This page is written for the person responsible for the rollout: IT lead, operations manager, or technology partner. Read it before you touch production.
The three-phase rollout
Most successful SmartAlex deployments follow the same pattern: Skipping phases usually costs more time than running them properly does.Phase 1, Shadow setup (days 1-3)
Goal: everything configured on both sides, but no production calls are using it yet. Activities:- Provision the SIP trunk in SmartAlex
- Configure the trunk on your PBX, verify it registers
- Add all extensions
- Build and tune the AI agent in Agent Studio with your system prompt, voice, and tools
- Link the agent to the SIP trunk
- Acquire a test DID, either a new number from SmartAlex or a low-traffic existing DID you can redirect safely
- Route the test DID to the AI and run internal test calls from the team
- Trunk registered both sides
- Internal team can call the test DID, AI answers, transfers work
- No SIP errors in the PBX log for the trunk
- At least 10 successful test calls across different intents (booking, transfer, enquiry)
Phase 2, Parallel run (days 4-14)
Goal: real customer traffic goes through SmartAlex on a subset of calls, while the rest continues on your existing setup. Three common models for parallel run:Model A, after-hours only
The AI handles all calls outside business hours. Your existing setup continues to handle business hours.- Pros: zero risk to daytime operations, fast to set up
- Cons: limited learnings (after-hours callers have different intents)
- Setup: in your PBX, inbound rule routes to SmartAlex trunk only during After Hours Action.

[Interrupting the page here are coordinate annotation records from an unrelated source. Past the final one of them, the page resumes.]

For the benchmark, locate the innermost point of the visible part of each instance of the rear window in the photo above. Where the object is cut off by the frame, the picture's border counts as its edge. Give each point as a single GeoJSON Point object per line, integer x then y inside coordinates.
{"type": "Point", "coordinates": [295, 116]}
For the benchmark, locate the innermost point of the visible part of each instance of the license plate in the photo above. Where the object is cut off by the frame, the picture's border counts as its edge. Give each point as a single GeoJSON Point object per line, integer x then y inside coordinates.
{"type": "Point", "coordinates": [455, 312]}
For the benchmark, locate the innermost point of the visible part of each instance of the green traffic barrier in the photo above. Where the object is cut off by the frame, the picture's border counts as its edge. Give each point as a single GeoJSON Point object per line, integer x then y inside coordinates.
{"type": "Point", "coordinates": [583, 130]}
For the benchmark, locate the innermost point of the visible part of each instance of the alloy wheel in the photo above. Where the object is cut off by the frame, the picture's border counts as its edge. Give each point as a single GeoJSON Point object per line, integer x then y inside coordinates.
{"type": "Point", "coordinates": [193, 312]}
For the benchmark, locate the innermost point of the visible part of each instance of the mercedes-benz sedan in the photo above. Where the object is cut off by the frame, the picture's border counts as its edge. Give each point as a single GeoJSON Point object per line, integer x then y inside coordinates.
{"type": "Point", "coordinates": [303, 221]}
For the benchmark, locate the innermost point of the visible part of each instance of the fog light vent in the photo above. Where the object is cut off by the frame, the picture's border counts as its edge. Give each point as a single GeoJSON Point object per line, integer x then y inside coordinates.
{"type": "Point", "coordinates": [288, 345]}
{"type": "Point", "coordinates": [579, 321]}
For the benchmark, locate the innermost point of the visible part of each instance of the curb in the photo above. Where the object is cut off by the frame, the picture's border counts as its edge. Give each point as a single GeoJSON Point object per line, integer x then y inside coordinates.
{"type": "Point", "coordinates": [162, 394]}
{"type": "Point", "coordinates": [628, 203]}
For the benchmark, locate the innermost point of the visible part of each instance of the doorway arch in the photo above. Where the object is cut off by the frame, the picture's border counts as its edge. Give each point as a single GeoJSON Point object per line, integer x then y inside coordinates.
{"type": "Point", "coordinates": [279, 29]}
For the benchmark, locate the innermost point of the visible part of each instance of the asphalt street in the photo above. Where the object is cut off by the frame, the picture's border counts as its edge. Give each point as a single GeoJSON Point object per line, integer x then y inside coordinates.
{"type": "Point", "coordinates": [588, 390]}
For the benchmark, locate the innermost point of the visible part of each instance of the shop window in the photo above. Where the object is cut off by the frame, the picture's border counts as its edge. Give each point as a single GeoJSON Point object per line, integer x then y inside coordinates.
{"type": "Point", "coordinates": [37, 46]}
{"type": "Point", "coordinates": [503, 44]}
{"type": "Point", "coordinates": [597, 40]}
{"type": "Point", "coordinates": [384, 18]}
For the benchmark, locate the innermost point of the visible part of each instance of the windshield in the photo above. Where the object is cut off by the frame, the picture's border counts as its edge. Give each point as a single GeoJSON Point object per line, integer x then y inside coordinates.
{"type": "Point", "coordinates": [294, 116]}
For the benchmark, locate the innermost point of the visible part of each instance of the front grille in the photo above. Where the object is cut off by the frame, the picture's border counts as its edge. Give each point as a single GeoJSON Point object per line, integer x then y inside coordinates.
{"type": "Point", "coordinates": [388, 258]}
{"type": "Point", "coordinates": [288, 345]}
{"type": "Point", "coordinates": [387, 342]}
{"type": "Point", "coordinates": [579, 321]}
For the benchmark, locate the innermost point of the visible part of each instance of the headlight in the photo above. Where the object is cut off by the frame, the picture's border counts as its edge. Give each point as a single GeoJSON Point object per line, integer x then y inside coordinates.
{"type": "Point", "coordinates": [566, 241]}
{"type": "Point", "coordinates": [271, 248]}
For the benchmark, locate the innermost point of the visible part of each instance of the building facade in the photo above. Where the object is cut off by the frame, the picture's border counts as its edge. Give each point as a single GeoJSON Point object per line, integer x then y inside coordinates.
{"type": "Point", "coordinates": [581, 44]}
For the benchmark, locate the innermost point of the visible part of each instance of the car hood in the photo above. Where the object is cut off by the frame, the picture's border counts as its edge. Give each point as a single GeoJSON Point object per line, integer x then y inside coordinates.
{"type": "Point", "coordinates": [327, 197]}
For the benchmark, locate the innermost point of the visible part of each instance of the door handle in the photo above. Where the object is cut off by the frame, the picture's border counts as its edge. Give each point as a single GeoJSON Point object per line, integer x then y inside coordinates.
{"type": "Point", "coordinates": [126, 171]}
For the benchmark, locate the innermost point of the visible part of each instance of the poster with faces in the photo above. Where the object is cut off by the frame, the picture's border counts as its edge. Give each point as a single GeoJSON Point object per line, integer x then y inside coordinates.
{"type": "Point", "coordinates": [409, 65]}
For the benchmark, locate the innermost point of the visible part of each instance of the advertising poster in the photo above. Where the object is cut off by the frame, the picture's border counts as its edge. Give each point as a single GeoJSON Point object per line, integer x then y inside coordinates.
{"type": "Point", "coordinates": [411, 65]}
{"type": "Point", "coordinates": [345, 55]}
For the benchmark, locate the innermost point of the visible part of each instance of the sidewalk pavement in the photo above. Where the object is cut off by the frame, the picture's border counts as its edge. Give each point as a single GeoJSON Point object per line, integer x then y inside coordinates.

Business hours continue unchanged.
Model B, overflow
The AI picks up only when all your human lines are busy or no-one answers within N rings.- Pros: catches dropped calls that would otherwise be lost
- Cons: AI only handles the overflow, less usage data
- Setup: configure ring groups / queues to forward unanswered calls to the SmartAlex trunk after timeout
Model C, single DID test
Pick one low-traffic DID (e.g., a department line) and route it entirely to SmartAlex. Leave main DIDs on your existing setup.- Pros: full AI experience on real traffic, limited blast radius
- Cons: not all intents represented, the chosen department’s caller profile is over-sampled
- Setup: route just that DID to the SmartAlex trunk, leave other DIDs alone
- At least 50 real customer calls handled by the AI across different times of day
- Transfer accuracy above 90% (AI transfers to the correct target)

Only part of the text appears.